Re: [PATCH v2 4/6] pack-bitmap: prepare to read lookup table

Taylor Blau <me@xxxxxxxxxxxx> · Wed, 29 Jun 2022 16:22:04 -0400

On Tue, Jun 28, 2022 at 02:29:50PM +0530, Abhradeep Chakraborty wrote:
> Taylor Blau <me@xxxxxxxxxxxx> wrote:
>
> > ...exactly my thoughts, too. It's possible that it would be faster to
> > key this search on the object_id "oid" above, and then convert each of
> > the entries in the lookup table from a uint32_t into an object_id by
> > calling nth_bitmap_object_oid() repeatedly.
> >
> > I *think* that what Abhradeep wrote here is going to be faster more
> > often than not since it makes more efficient use of the page cache
> > rather than switching between reads across different memory mapped
> > regions at each point in the binary search.
> >
> > But of course that depends on a number of factors. Abhradeep: if you're
> > up for it, I think it would be worth trying it both ways and seeing if
> > one produces a meaningful speed-up or slow-down over the other.

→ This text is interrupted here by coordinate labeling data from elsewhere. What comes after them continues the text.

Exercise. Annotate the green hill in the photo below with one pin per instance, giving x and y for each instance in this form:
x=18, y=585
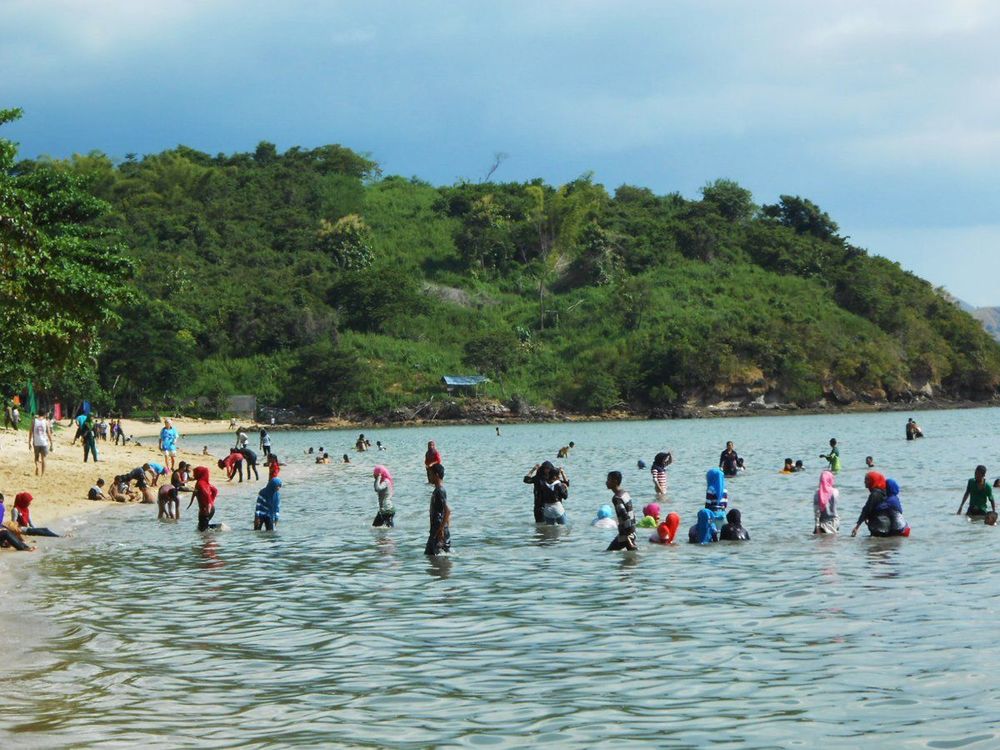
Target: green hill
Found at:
x=310, y=280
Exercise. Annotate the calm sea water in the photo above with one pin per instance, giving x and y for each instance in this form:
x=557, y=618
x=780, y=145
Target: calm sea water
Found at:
x=331, y=633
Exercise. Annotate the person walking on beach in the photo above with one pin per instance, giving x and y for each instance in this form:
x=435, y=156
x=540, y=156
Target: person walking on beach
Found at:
x=89, y=437
x=40, y=441
x=431, y=458
x=168, y=443
x=729, y=461
x=439, y=537
x=622, y=503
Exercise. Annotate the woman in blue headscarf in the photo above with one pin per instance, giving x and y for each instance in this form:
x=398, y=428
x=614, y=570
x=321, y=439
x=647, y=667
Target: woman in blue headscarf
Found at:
x=268, y=505
x=703, y=532
x=716, y=498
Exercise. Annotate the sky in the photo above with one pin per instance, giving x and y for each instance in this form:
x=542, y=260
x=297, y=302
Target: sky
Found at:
x=886, y=114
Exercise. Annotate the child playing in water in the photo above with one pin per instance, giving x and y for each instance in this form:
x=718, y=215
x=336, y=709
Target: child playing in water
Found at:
x=439, y=537
x=667, y=530
x=268, y=506
x=383, y=489
x=977, y=492
x=650, y=516
x=733, y=530
x=622, y=503
x=833, y=457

Like I
> > said: my guess is that what you have now will be faster, but I don't
> > have a clear sense that that is true without trying it both ways ;-).
>
> Ok. Let me try both the ways. In my opinion, I think my version has
> less searching and less computation. So, I want to stick with this
> version. But I also like to try the other one once so that we can
> get the best out of these two.

Yeah, I agree with your general sense that the version as written is
going to be faster. We're comparing a smaller datatype (IOW, a 4-byte
integer that can be checked for equality in a single instruction,
instead of comparing two 20-byte OIDs), and likely flushing the cache
far less often.

But having two concrete implementations to compare will help us know for
a fact that our intuition is correct.

I'll be curious to see what you find here!

> > I think starting off with a small array and then letting it grow
> > according to alloc_nr() would be fine here, since it will grow more and
> > more each time, so the amount of times we have to reallocate the buffer
> > will tail off over time.
>
> What should be the size of that array?

I think some small, power of 2 would be a reasonable choice here.

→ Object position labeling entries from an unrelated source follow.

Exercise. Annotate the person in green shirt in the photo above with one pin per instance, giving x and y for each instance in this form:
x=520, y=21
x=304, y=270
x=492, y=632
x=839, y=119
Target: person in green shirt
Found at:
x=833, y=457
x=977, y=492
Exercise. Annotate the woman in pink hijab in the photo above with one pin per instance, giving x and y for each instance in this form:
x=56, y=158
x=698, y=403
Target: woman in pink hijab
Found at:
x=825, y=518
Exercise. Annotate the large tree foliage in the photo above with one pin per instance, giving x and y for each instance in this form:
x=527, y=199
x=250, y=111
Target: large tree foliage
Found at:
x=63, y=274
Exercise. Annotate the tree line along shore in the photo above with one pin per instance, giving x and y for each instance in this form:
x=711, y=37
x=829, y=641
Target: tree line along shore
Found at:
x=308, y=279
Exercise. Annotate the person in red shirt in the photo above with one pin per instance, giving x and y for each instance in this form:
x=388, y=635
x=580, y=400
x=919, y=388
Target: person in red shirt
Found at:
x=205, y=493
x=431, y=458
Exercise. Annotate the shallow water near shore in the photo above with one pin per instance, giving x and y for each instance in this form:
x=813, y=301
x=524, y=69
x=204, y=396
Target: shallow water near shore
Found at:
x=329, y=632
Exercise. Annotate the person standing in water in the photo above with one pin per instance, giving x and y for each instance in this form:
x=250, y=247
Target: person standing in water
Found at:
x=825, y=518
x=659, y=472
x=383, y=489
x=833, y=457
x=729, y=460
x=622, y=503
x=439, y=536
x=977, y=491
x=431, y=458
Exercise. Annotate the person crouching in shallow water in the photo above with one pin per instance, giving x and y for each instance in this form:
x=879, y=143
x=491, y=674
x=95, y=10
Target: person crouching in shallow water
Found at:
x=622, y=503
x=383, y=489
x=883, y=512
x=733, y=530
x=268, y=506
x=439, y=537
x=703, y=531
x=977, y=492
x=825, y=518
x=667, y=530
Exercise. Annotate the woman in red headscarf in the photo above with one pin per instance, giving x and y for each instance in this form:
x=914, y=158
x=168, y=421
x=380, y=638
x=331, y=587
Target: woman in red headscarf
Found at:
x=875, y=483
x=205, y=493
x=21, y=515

> > If we were really concerned about it, we could treat the buffer as a
> > static pointer and reuse it over time (making sure to clear out the
> > portions of it we're going to reuse, or otherwise ensuring that we don't
> > read old data). But I doubt it matters much either way in practice: the
> > individual records are small (at just 4 bytes each) and entry_count is
> > often less than 1,000, so I think this probably has a vanishingly small
> > impact.
>
> Before submitting it to the mailing list, I did use the ALLOC_GROW macro
> function. But my version was worse than yours. For every iteration I was
> reallocating the array to support `size+1` positions. But later I drop
> the code as this might be very much expensive.

That shouldn't be the case. When you have a chance, take a look at the
alloc_nr macro, which shows how much memory we allocate at each
step:

    #define alloc_nr(x) (((x)+16)*3/2)

Suppose we allocated 16 slots initially, so nr (the number of entries
stored in the list) is 0 and alloc (the number of entries allocated) is
16. Then when we try to add the 17th item, we'll pass 16 to alloc_nr
which will allocate 48 slots. Then 96, then 168, and so on.

We only have to reallocate and copy the array when nr > alloc, which
should be fairly infrequently, and happens less and less often the
larger the array grows.

Thanks,
Taylor